Died: 1925, Como, MS
Occupation: Carpenter, Farmer

Lucy Milam Davis
Born: 1846, Tate County, MS
Died: 1927, Como, MS
Occupation:  Homemaker

"We are Hector and Lucy, Melvin's great-great grandparents.  His grandmother, Minnie, was our granddaughter - the daughter of our oldest son, John Hector Davis.  I was born into slavery in South Carolina.  But our slave "masser", John Burnett, transported me, my siblings, and my parents, Jack & Flora Davis, to Como, Mississippi in 1861, shortly before the Civil War started.  When we were living in South Carolina, Pappa 'belonged' to a neighbor Davis Family, but he was allowed to visit us on the Burnett place often.  When "Masser" John Burnett decided to move to Mississippi, he "purchased" Pappa so Pappa could be with us.  Shortly after the War, I married Lucy and we had 15 children.  Lucy, her parents, Wade Milam & Peggy Briscoe Milam, and her siblings had been enslaved on Joseph Milam's farm near Senatobia. "Masser" Joe Milam had brought Lucy's pappa, Wade, to Mississippi from Alabama.  Her momma, Peggy, had come from Tennessee.  Melvin's mom and grandmother, Minnie, look a lot like Lucy."



Edward "Ed" Danner 
Born: 1832, Union Co., SC
Died: 1876, Panola Co., MS
Occupation:  Farmer

"I am Ed, Melvin's great-great grandfather - the father of the lady above me.  Melvin is using the picture of the black soldier statue to represent me because I was a soldier in the Civil War, serving as a private in the 59th Regiment Infantry of the United States Colored Troops.  Melvin was so proud to learn that I had fought with the Union Army.  He has dedicated a website in honor of me, and you can go there to learn more about me.   The link is listed here."



Louisa Bobo Danner 
Born: 1842, Union Co., SC
Died: 1921, Panola Co., MS
Occupation: Land-owner, Housewife

"I am Louisa Danner, Melvin's great-great grandmother.  Everybody called me Lue.  The lady right above me is my oldest daughter.  I was born into slavery on Dr.
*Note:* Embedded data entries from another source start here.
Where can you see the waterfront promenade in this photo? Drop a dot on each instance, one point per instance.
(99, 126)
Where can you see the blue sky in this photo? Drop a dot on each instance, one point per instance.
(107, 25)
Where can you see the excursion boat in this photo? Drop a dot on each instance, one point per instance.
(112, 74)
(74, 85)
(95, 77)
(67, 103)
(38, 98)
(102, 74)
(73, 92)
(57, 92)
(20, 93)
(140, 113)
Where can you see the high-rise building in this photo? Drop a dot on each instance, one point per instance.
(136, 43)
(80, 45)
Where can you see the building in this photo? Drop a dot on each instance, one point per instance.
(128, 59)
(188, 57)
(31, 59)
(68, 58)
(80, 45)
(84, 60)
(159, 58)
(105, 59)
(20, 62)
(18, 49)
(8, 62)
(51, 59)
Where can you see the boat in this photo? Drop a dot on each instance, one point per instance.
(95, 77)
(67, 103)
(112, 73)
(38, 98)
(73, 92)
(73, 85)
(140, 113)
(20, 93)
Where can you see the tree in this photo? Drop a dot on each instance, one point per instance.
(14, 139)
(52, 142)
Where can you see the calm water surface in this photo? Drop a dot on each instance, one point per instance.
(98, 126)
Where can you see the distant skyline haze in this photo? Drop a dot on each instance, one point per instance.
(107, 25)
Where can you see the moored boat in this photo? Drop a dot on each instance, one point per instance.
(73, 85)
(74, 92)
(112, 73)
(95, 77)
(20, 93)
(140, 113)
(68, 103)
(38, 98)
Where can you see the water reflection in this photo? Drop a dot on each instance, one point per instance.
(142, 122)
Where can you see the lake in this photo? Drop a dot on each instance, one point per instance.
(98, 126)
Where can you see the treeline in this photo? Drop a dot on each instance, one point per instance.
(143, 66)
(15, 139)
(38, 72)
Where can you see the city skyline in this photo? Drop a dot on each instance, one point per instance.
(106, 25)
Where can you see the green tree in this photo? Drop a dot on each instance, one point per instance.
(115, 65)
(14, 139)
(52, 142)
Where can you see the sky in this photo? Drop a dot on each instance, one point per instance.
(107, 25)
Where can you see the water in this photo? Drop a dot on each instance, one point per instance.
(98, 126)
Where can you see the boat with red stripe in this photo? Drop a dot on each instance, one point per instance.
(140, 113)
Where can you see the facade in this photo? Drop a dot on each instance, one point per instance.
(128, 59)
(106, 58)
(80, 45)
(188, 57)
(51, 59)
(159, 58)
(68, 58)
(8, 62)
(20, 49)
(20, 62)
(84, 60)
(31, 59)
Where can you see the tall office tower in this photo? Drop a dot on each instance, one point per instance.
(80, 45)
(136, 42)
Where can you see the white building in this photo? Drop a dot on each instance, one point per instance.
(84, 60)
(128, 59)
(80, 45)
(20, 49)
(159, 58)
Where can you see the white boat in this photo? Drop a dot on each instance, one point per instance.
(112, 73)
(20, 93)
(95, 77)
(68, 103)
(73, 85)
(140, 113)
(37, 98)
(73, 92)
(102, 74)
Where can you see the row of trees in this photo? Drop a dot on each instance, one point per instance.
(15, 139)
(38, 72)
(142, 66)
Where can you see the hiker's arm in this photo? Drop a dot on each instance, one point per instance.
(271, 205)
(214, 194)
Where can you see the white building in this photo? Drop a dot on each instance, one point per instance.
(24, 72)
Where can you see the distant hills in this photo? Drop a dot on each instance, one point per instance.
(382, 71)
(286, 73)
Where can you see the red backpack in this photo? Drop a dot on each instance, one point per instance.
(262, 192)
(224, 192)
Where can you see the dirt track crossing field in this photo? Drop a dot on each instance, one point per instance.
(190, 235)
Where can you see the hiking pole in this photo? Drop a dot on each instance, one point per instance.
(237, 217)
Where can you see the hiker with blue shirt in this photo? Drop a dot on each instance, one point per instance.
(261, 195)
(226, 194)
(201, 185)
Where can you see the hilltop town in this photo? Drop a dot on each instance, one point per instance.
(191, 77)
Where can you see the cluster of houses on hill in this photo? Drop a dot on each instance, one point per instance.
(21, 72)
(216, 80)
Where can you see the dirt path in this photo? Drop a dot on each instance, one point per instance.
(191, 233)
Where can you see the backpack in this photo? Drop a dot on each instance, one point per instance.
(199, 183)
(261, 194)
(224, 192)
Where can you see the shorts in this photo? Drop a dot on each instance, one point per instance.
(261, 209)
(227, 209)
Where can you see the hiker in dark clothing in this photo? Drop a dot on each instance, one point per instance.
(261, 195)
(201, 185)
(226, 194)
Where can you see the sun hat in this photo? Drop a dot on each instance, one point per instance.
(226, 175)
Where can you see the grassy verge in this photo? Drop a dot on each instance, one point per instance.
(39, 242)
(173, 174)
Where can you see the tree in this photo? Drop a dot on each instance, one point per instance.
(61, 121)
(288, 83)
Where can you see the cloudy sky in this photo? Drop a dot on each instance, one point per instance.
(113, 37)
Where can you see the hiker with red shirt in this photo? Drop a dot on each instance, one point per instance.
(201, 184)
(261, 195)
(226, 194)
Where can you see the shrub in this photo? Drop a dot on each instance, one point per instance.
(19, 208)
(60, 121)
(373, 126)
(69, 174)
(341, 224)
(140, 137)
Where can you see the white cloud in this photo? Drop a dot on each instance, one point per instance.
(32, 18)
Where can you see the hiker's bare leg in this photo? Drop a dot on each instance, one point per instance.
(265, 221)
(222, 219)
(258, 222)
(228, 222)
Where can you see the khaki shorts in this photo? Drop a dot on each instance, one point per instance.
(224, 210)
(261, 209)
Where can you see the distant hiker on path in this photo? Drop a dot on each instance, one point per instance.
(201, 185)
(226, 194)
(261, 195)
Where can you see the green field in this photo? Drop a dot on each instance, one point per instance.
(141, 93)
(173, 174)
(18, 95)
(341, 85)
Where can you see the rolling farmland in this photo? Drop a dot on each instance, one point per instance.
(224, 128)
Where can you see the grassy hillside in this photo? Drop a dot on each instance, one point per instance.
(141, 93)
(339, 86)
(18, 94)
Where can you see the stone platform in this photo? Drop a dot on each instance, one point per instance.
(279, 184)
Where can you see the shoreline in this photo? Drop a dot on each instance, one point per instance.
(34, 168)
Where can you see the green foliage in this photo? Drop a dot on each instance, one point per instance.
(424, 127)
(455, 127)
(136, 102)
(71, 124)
William Bobo's farm in South Carolina.  From my picture, everybody see a lot of Indian in me, but my father was a white man, Elijah Wilbourn.  My mother, Clarissa Bobo, was also a slave and my Indian features came from her side of the family.  When I was 16, Dr. Bobo took all of his slaves to Como, MS.  I was married at the time to Mack Ray, a man enslaved on a neighboring plantation with whom I had my first two children, but we never saw him anymore when we were taken to Mississippi.  Our son, Mack, was born shortly after we arrived in Mississippi.  I later married Edward Danner, and had 8 more children.  After my husband died, it was up to me to raise my ten children.  When I saved up enough money, I bought 100 acres of land, and my sons and I farmed to make a living.  My daughters were teachers. By the way, my great-great granddaughter's DNA test revealed that I am part of the Fulbe (Fulani) people of northern Cameroon.  Ain't that something! Hallelujah!"